Modifying signatures is as simple as changing the plist:
/System/Library/CoreServices/CoreTypes.bundle/Contents/Resources/XProtect.plist
I tested by downloading eicar as above, checking it was detected, then modifying the signature in the XProtect.plist and re-launching: it wasn't detected. When I put the original signature back, it was detected once again.

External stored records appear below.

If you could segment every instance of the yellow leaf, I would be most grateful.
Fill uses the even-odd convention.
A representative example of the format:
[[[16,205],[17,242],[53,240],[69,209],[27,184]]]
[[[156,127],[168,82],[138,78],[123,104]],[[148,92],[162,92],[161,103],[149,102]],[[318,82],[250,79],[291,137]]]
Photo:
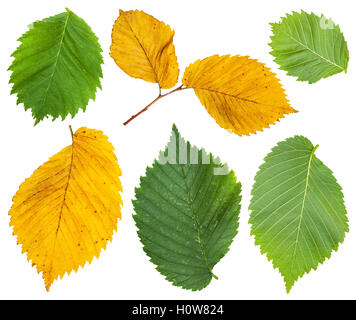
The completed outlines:
[[[128,75],[172,88],[179,69],[174,31],[143,11],[122,11],[112,30],[110,55]]]
[[[113,150],[101,131],[80,128],[13,198],[10,225],[47,291],[58,276],[99,257],[117,230],[122,187]]]
[[[198,60],[187,67],[182,81],[222,128],[238,135],[262,131],[297,112],[276,75],[249,57],[214,55]]]

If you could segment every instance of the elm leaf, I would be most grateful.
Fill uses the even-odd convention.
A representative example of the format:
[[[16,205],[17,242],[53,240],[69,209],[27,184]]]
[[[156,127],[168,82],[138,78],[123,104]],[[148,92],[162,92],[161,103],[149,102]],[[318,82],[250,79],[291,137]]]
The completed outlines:
[[[287,14],[280,23],[271,25],[271,55],[289,75],[315,83],[347,71],[347,43],[331,19],[301,11]]]
[[[175,286],[201,290],[237,234],[241,185],[233,171],[173,127],[133,201],[143,249]]]
[[[11,94],[31,109],[35,125],[52,116],[74,117],[85,111],[101,88],[103,58],[98,38],[75,13],[66,12],[34,22],[18,41],[12,56]]]
[[[305,137],[272,149],[252,189],[251,235],[284,277],[289,292],[299,277],[337,251],[348,232],[342,189]]]

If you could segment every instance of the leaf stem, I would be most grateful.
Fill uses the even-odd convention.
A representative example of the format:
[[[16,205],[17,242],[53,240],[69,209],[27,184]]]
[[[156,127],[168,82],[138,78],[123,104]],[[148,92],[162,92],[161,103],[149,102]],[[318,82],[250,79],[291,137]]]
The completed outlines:
[[[72,140],[73,140],[74,134],[73,134],[73,129],[72,129],[71,125],[69,125],[69,131],[70,131],[70,134],[71,134]]]
[[[315,151],[316,151],[318,148],[319,148],[319,145],[317,144],[317,145],[313,148],[313,150],[312,150],[312,153],[311,153],[312,156],[314,155]]]
[[[133,119],[137,118],[141,113],[144,113],[145,111],[147,111],[149,109],[149,107],[151,107],[154,103],[156,103],[158,100],[162,99],[163,97],[169,96],[170,94],[174,93],[174,92],[178,92],[180,90],[184,90],[187,89],[185,87],[183,87],[183,85],[179,86],[178,88],[173,89],[172,91],[169,91],[165,94],[161,93],[161,88],[159,90],[159,94],[158,97],[156,99],[154,99],[152,102],[150,102],[146,107],[144,107],[141,111],[137,112],[135,115],[133,115],[129,120],[124,122],[124,126],[128,125]]]

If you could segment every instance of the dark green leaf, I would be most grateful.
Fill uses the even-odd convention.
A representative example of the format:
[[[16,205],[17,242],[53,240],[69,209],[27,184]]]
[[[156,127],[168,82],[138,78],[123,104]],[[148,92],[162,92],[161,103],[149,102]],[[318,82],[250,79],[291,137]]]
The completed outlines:
[[[185,142],[173,127],[133,201],[138,235],[174,285],[201,290],[237,234],[241,185],[233,171]]]

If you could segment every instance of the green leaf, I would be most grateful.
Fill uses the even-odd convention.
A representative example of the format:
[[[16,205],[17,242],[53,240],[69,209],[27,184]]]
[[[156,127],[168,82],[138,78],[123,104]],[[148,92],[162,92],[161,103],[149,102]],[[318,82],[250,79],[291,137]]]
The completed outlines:
[[[337,251],[348,232],[341,187],[305,137],[278,143],[260,167],[250,204],[251,235],[284,277],[294,282]]]
[[[219,159],[185,142],[170,142],[148,167],[133,201],[144,251],[174,285],[201,290],[237,234],[241,184]]]
[[[271,54],[280,69],[314,83],[347,71],[349,51],[340,27],[324,16],[293,12],[272,23]]]
[[[31,109],[35,125],[51,115],[72,117],[95,100],[102,77],[98,38],[84,20],[67,9],[34,22],[12,56],[11,94]]]

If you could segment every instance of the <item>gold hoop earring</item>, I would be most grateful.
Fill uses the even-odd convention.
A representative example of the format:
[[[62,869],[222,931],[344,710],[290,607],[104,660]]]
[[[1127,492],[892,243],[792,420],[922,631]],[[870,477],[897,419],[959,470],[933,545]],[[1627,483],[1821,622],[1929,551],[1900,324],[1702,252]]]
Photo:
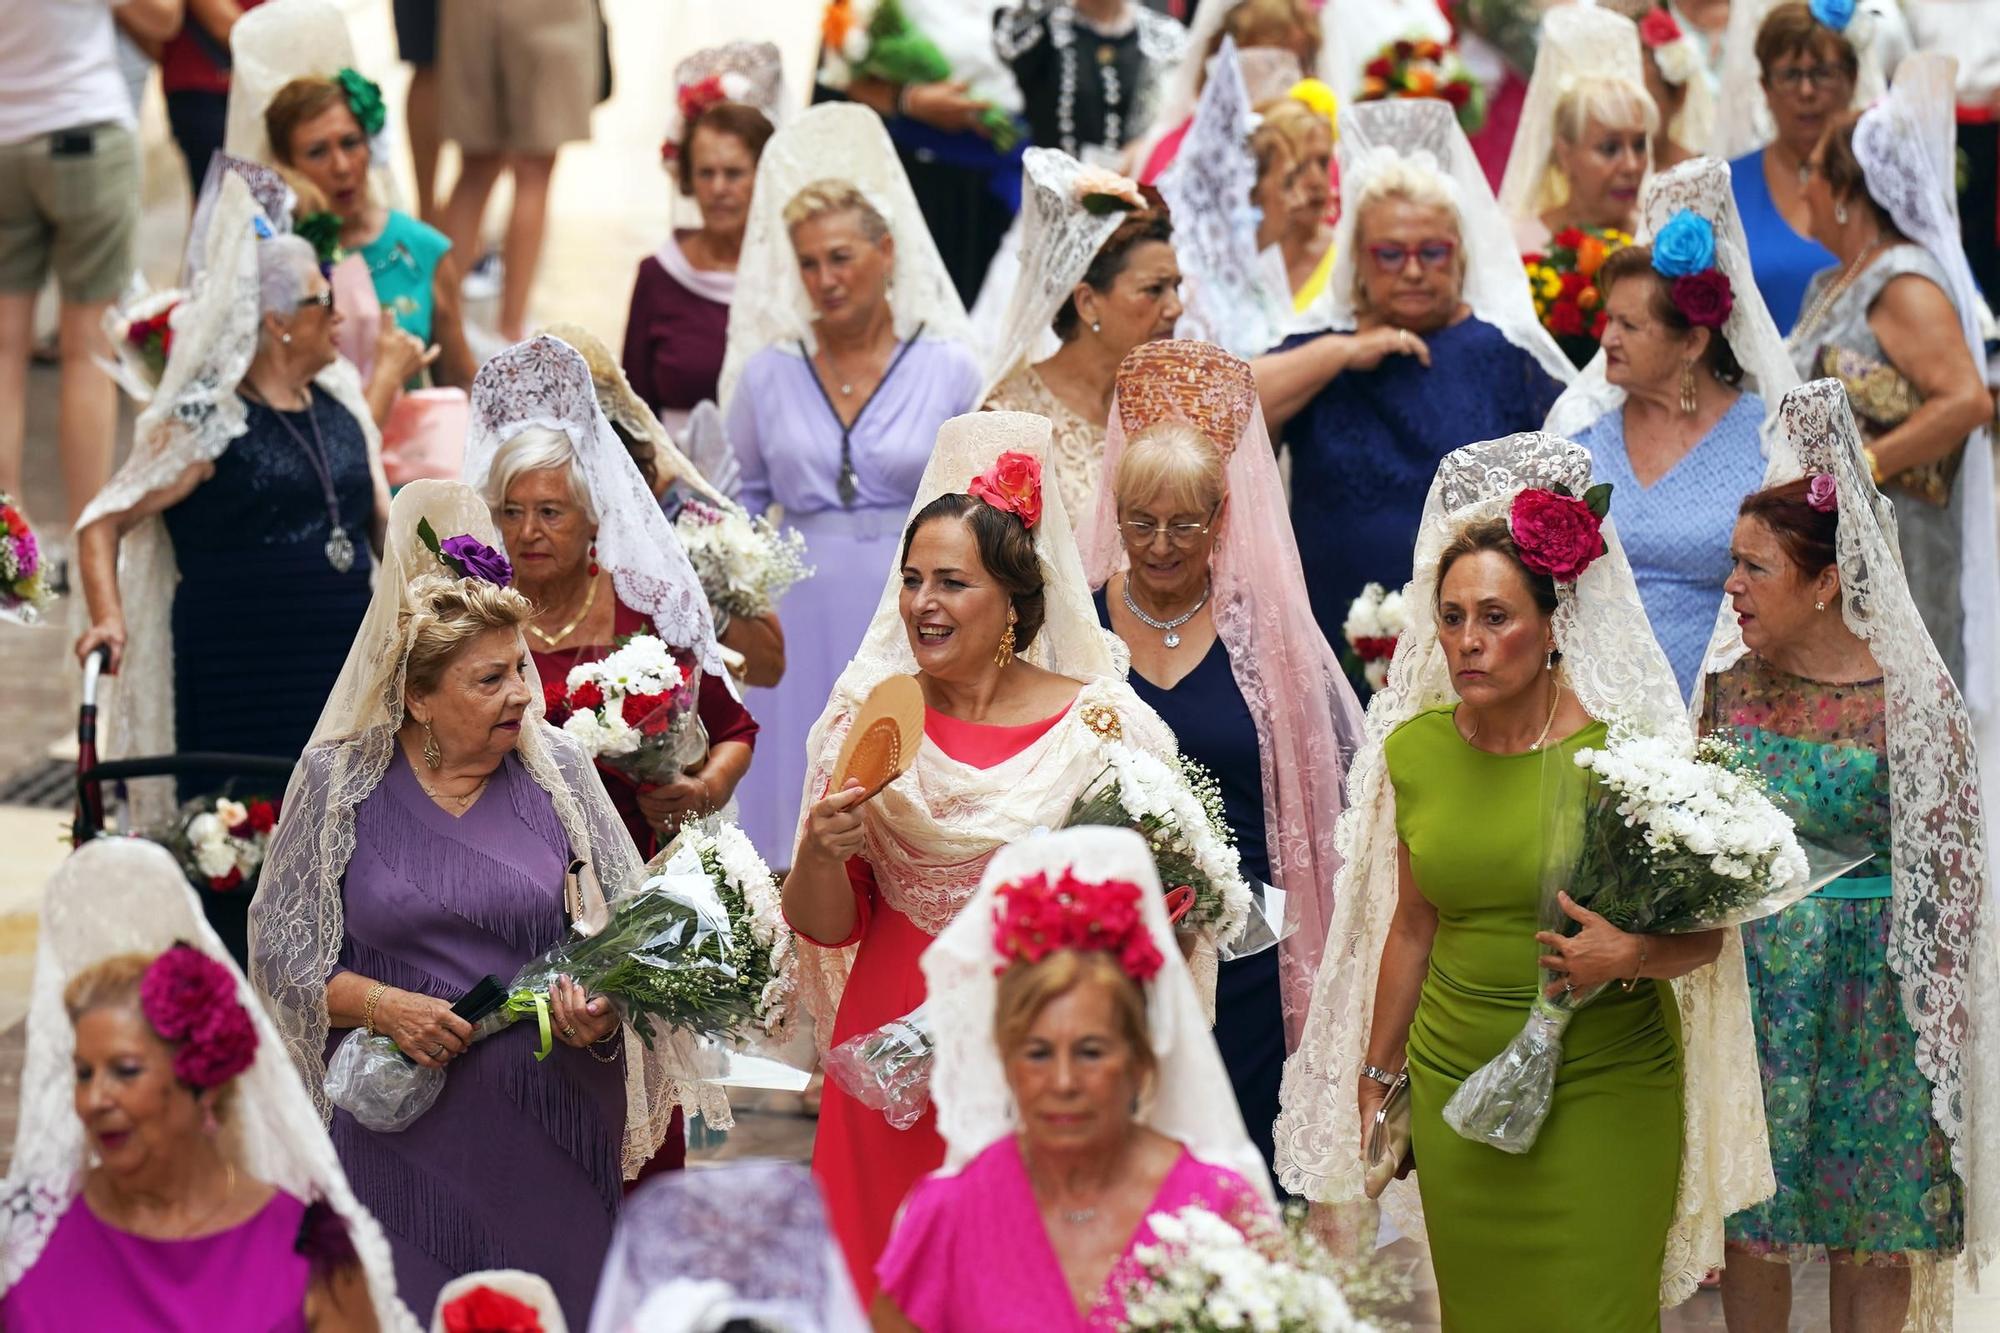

I didn't test adding signatures, but since the plist seems to be unprotected from modification (i.e. the signature checked at download time isn't stored and checked when it is read from disk), and changes take effect immediately, it should be as simple as modifying the plist. After testing with XprotectUpdater, local modifications seem to persist as long as the version number is higher in the local version.

Summary


  • Signatures are in the clear. An attacker who has been signatured doesn't need to spend any time figuring out what is signatured and testing modifications, they can just release a new version that evades the signature. Not a big deal since this is usually fairly easy without access to the actual signature, and since XProtect only has a small number of infrequently updated signatures the attacker will likely have to adapt to beat 3rd-party AV long before this anyway.
  • Only covers files with the quarantine bit set that are run via LaunchServices. Malware delivered by binaries that haven't opted-in with LSFileQuarantineEnabled won't be detected, and malware that writes files outside the normal APIs (e.g. with a Java browser plugin exploit) probably also won't be detected. Execution via the commandine or POSIX APIs also won't be blocked. Apple is really only targeting the download and double click malware that has been common to-date.
  • XProtect relies on unsigned plists for storing signatures and for storing XProtectUpdater version information that controls updates.  However, while most mac users continue to run as admin malware doesn't need to target these, it can overwrite the updater itself: one variant of Flashback already did this, which is presumably why the MRT was written and distributed via software update.

Update for Mavericks (10.9)


Some things have changed in 10.9. XProtectUpdater seems to have been removed or subsumed into another part of the OS, possibly part of the regular software update. This seems like a good move considering the comment above about malware attacking it. If I find out more I'll write another post.